Cela fait déjà 5 jours que nous sommes en Norvège et que le soleil brille. Nous ne nous attendions pas à avoir une si belle météo. Nous n’avons pas prévu de crème solaire et nos visages commencent à bien rougir. Et dire que j’étais prêt à faire l’impasse des lunettes de soleil avant de partir…

Les hauts plateaux du Jotunheimen

Malgré le beau temps, avec l’altitude, la présence des glaciers et le petit vent, nous restons couverts, il fait frais. Nous marchons déjà depuis plusieurs heures, le panorama est spectaculaire et lunaire, avec cette sensation d’être loin de tout dans des montagnes isolées du bout du monde, quand tout à coup, un caniche débarque… Arrivée de nulle part, une famille norvégienne en short et t-shirt descend par un éboulis et arrive à notre niveau. Nous en restons sans mot.

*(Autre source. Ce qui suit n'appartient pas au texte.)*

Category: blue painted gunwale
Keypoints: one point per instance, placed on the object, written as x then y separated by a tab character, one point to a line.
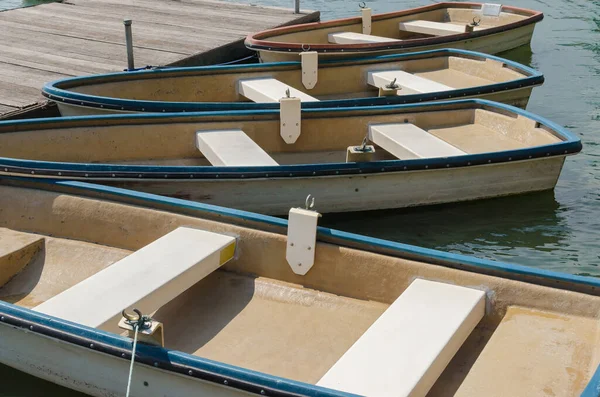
217	372
570	144
59	90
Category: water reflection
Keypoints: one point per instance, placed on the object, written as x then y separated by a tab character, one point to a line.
505	224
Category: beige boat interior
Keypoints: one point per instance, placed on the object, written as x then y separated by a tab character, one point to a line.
254	312
388	26
324	137
340	80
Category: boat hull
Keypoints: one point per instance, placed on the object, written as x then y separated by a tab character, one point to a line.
360	192
94	373
490	44
516	97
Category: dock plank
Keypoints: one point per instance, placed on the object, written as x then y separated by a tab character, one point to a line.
78	37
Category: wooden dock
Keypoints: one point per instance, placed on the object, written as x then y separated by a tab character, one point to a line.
78	37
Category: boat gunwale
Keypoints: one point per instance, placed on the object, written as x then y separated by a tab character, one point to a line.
569	144
256	41
59	90
225	374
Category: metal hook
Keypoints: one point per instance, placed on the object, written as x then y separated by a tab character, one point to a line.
363	147
312	203
131	317
392	84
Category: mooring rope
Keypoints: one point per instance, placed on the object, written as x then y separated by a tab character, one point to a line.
136	322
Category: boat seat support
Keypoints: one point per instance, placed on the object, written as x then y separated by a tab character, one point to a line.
302	237
434	28
356	38
408	82
366	14
268	90
310	68
231	148
146	280
408	347
407	141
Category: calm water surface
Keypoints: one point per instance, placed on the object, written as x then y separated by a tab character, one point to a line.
557	230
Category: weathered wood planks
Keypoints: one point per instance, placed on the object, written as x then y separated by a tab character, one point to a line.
78	37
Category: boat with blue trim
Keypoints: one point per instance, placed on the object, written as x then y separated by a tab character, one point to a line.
256	160
487	27
426	76
231	315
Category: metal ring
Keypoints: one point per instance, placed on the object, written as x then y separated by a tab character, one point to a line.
308	203
131	317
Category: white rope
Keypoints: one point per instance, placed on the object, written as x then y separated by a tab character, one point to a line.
135	328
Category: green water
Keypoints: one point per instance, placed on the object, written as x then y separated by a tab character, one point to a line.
557	230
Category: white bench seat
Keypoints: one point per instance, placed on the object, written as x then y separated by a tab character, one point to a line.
270	90
410	344
434	28
356	38
231	148
407	141
410	83
146	280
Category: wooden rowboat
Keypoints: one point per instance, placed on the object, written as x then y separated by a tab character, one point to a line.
420	154
427	76
74	255
484	27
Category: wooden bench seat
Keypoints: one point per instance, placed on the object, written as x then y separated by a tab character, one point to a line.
410	83
356	38
146	280
407	141
410	344
231	148
269	90
434	28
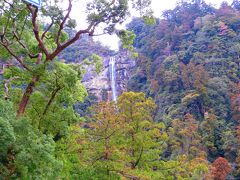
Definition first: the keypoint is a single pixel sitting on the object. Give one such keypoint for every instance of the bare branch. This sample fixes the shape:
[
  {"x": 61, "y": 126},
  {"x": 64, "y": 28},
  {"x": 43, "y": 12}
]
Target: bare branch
[
  {"x": 6, "y": 84},
  {"x": 48, "y": 28},
  {"x": 64, "y": 21},
  {"x": 41, "y": 45},
  {"x": 19, "y": 59}
]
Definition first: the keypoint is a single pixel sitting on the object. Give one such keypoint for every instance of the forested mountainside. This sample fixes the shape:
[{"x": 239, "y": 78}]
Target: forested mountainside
[
  {"x": 178, "y": 119},
  {"x": 189, "y": 64},
  {"x": 83, "y": 49},
  {"x": 190, "y": 61}
]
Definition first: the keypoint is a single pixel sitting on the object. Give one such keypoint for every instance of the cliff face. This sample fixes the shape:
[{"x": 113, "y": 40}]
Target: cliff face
[{"x": 100, "y": 84}]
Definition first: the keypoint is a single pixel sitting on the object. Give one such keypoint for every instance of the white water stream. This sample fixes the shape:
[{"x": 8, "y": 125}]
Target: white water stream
[{"x": 112, "y": 71}]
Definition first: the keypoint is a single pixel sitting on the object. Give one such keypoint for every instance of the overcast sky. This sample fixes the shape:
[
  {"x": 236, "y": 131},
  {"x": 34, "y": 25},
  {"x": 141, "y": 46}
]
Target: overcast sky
[{"x": 158, "y": 7}]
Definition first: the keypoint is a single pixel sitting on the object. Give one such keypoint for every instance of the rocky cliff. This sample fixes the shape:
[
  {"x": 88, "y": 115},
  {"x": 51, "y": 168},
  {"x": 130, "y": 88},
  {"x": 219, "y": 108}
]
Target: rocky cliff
[{"x": 100, "y": 84}]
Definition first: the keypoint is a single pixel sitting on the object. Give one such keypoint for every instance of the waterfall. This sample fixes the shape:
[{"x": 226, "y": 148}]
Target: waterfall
[{"x": 112, "y": 71}]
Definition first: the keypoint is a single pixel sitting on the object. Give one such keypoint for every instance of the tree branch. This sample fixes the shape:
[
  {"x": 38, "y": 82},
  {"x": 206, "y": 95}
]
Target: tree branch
[
  {"x": 19, "y": 59},
  {"x": 64, "y": 21},
  {"x": 6, "y": 83},
  {"x": 41, "y": 45},
  {"x": 48, "y": 28}
]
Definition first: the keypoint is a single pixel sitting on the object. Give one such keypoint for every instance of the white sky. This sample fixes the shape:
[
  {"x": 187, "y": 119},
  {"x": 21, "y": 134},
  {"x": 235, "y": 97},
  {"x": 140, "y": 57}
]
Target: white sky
[{"x": 158, "y": 7}]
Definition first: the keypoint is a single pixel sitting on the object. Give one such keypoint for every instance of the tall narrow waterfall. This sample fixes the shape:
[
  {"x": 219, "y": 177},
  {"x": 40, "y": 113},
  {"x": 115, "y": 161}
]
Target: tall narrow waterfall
[{"x": 112, "y": 71}]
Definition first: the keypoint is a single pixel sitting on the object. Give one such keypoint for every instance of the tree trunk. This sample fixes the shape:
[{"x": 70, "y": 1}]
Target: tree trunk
[{"x": 28, "y": 91}]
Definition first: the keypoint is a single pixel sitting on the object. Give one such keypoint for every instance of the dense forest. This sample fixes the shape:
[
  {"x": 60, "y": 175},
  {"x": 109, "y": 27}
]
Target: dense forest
[{"x": 179, "y": 119}]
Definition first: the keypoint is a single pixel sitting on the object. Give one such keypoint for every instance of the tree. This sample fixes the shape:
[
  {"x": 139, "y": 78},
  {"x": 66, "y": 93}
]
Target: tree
[
  {"x": 220, "y": 169},
  {"x": 34, "y": 46},
  {"x": 122, "y": 140}
]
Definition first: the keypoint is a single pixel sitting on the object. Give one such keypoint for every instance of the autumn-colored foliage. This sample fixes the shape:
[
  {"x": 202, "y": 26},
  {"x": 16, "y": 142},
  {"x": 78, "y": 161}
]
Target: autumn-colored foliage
[{"x": 220, "y": 169}]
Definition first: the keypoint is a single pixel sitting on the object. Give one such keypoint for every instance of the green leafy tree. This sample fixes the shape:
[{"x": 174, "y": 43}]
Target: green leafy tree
[{"x": 24, "y": 39}]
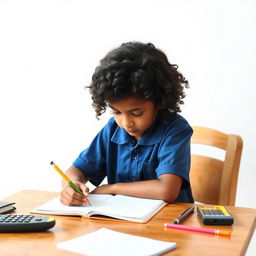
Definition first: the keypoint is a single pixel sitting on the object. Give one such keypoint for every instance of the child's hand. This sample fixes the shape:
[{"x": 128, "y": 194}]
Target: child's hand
[
  {"x": 103, "y": 189},
  {"x": 68, "y": 196}
]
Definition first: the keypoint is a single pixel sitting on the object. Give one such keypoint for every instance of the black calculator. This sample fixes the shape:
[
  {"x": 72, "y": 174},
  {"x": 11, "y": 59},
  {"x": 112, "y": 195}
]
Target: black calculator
[{"x": 25, "y": 223}]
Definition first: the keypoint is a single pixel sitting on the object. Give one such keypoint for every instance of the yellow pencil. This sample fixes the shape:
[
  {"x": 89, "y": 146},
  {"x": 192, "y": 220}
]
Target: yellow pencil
[{"x": 65, "y": 177}]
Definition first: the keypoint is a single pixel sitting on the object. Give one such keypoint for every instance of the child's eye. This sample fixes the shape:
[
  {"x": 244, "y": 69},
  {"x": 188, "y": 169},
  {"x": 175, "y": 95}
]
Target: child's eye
[
  {"x": 137, "y": 114},
  {"x": 115, "y": 112}
]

Nous continuons d’errer dans notre monde. Au col qui domine le lac Kvitevatnet d’un bleu vif, nous effectuons une pause. Pendant que Célia fait une petite sieste, j’effectue un aller-retour vers le glacier Uranosbreen. Sa langue glaciaire est juste face à moi, séparée par un petit lac laiteux. Le spectable est grandiose. Il y a tellement de beaux coins à explorer dans le secteur, qu’il serait possible d’installer un camp de base et de randonner en étoile durant plusieurs jours.

Face au glacier Uranosbreen

Nous longeons le lac Kvitevatnet au milieu de blocs rocheux, comme hier, mais en plus rapide. Au bout, une fois un petit col franchi, nous rentrons dans une nouvelle vallée, celle d’Urdalen, qui nous fait vite revenir dans une ambiance plus verdoyante. Nous passons quelques tourbières et suivons la rivière jusqu’à trouver un coin adapté pour le bivouac. Avec notre tente qui mesure 4,30 mètres de long, nous ne pouvons pas nous installer n’importe où. Terrain plat, myrtilliers et rivière à proximité, avec un panorama sur la vallée et au fond, des sommets et des glaciers, notre bivouac de ce soir est à nouveau magique.


Jour 4 : Vallée Uradalen – Refuge Olavsbu
8h00 | 25,6km | +755/-520m

Que se passe-t-il ? Le ciel est gris ! En réalité, nous ne sommes pas vraiment surpris, nous avions profité d’avoir du réseau à Eidsbugarden pour consulter la météo. Le bon côté, c’est que nous avons également vu que ce n’était que passager.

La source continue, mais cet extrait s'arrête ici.